Large Vision-Language Models (LVLMs) have advanced multimodal learning but face high computational costs due to the large number of visual tokens, motivating token pruning to improve inference efficiency. The key challenge lies in identifying which tokens are truly important. Most existing approaches rely on attention-based criteria to estimate token importance. However, they inherently suffer from certain limitations, such as positional bias. In this work, we explore a new perspective on token importance based on token transitions in LVLMs. We observe that the transition of token representations provides a meaningful signal of semantic information.
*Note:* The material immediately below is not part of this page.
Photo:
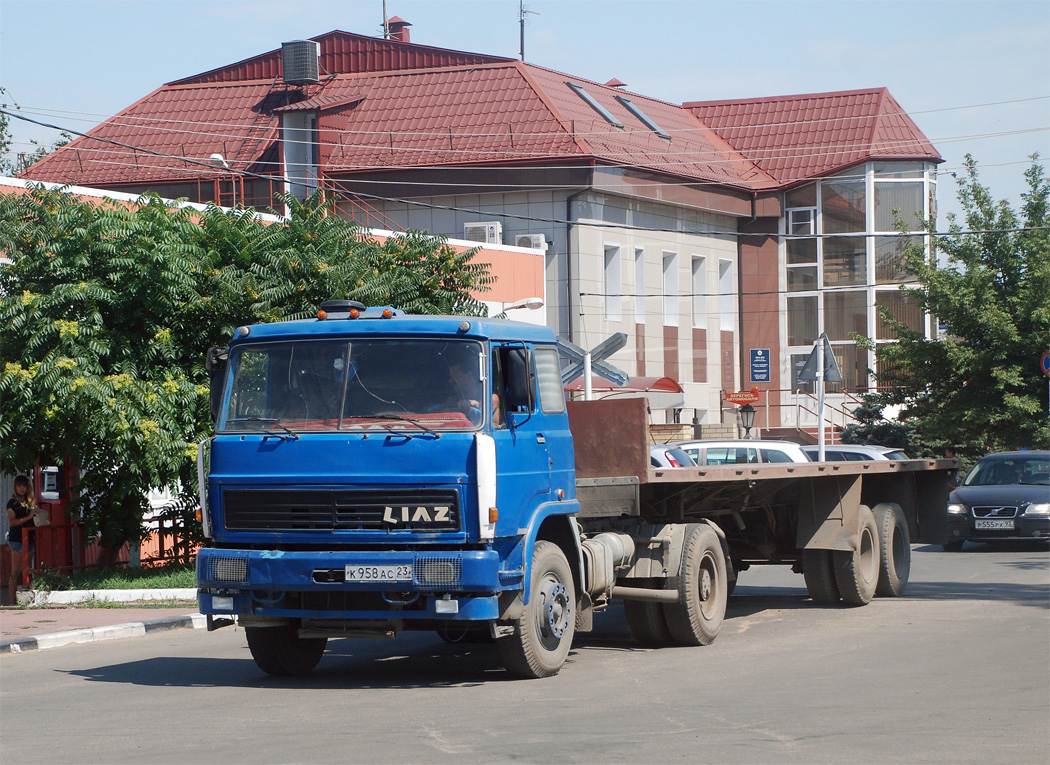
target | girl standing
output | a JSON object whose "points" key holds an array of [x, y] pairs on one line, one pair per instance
{"points": [[20, 510]]}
Based on this insight, we propose TransPrune, a training-free and efficient token pruning method. Specifically, TransPrune progressively prunes tokens by assessing their importance through a combination of Token Transition Variation (TTV)-which measures changes in both the magnitude and direction of token representations-and Instruction-Guided Attention (IGA), which measures how strongly the instruction attends to image tokens via attention. Extensive experiments demonstrate that TransPrune achieves comparable multimodal performance to original LVLMs, such as LLaVA-v1.5 and LLaVA-Next, across eight benchmarks, while reducing inference TFLOPs by more than half. Moreover, TTV alone can serve as an effective criterion without relying on attention, achieving performance comparable to attention-based methods. The code will be made publicly available upon acceptance of the paper at https://github.com/liaolea/TransPrune.

Paper Structure

This paper contains 12 sections, 7 equations, 5 figures, 13 tables.

Figures (5)

  • Figure 1: Comparison with existing pruning methods on LLaVA-v1.5-7B. Among within-LLM pruning approaches, TransPrune achieves the best performance across six benchmarks under the lowest TFLOPs budget.
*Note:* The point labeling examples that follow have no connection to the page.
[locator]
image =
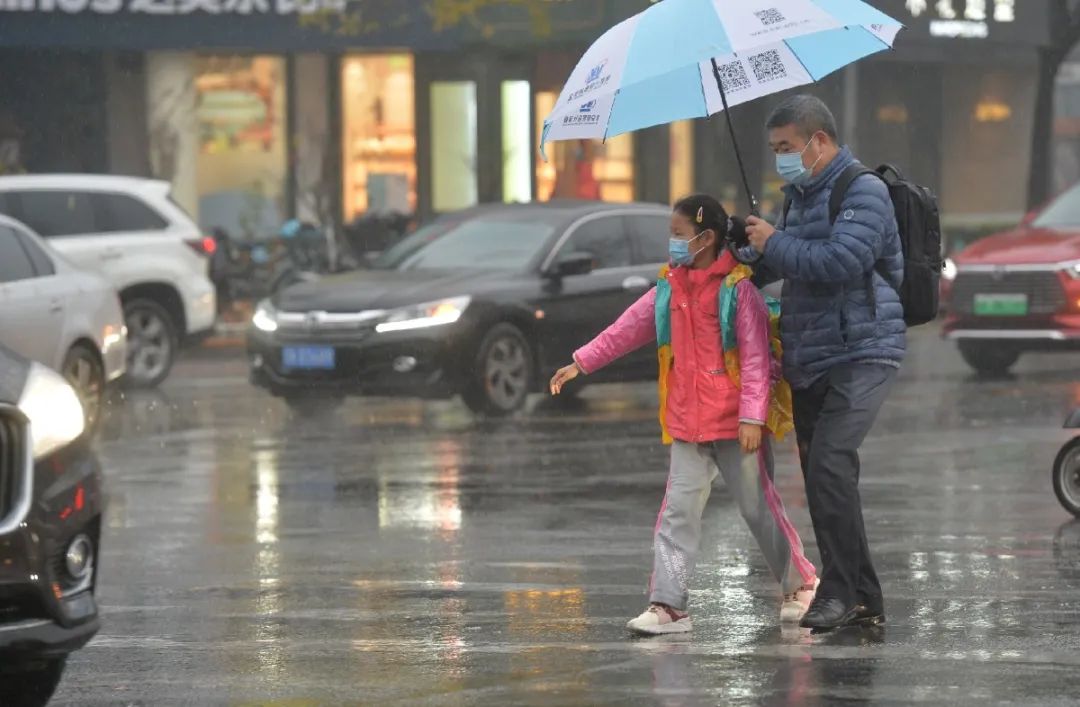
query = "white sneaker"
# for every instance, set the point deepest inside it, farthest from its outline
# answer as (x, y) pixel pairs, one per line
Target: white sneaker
(796, 603)
(659, 620)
  • Figure 2: Token Transition Visualization in LLaVA-v1.5-7B. We visualize the magnitude and direction changes of token representations within both the self-attention and FFN modules for each layer (excluding residual connections). To measure the magnitude change, we use the ratio of output to input L2 norm; to measure the directional change, we use cosine similarity. Token transitions that reflect semantic importance can be observed across shallow, middle, and deep layers, and they are most concentrated and pronounced in the middle layers (around layers 6–14), where tokens with larger ratios and smaller absolute cosine similarities tend to be more semantically important. We provide more visualization examples in supplementary material.
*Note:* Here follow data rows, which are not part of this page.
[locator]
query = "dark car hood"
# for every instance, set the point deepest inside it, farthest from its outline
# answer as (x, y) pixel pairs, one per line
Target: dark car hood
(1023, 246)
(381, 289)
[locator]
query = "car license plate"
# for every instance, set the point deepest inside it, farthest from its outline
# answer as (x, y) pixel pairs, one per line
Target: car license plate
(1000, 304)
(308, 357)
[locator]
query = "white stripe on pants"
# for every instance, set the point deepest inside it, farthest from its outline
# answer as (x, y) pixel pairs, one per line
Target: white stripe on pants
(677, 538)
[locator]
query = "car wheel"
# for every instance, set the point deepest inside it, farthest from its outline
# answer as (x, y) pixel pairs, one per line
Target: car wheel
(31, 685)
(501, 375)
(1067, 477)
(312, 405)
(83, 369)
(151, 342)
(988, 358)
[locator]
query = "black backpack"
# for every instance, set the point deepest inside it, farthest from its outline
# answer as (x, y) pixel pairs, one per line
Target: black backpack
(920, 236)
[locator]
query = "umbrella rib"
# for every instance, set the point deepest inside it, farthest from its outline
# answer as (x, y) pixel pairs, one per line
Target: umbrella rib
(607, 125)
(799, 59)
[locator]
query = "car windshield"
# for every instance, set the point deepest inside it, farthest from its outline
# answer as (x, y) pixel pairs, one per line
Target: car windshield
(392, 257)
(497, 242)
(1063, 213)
  • Figure 3: (a) Overview of TransPrune. During pruning, TransPrune computes image token transitions. Tokens whose transitions are closer in magnitude to those of the original tokens, and that exhibit more orthogonal directional changes, are assigned higher TTV scores. In parallel, we compute IGA by averaging the attention from instruction tokens to image tokens. The final score for each token is obtained by summing TTV and IGA, followed by sorting. (b) Accumulation of TTV. To achieve a more precise TTV, we retain TTV scores from earlier layers. For each pruning stage, we accumulate TTV scores from the first accumulated layer up to the current pruning layer.
  • Figure 4: Token position frequency statistics on MME benchmark for IGA and TTV.
  • Figure 5: Visualization of TransPrune on different VQA prompts.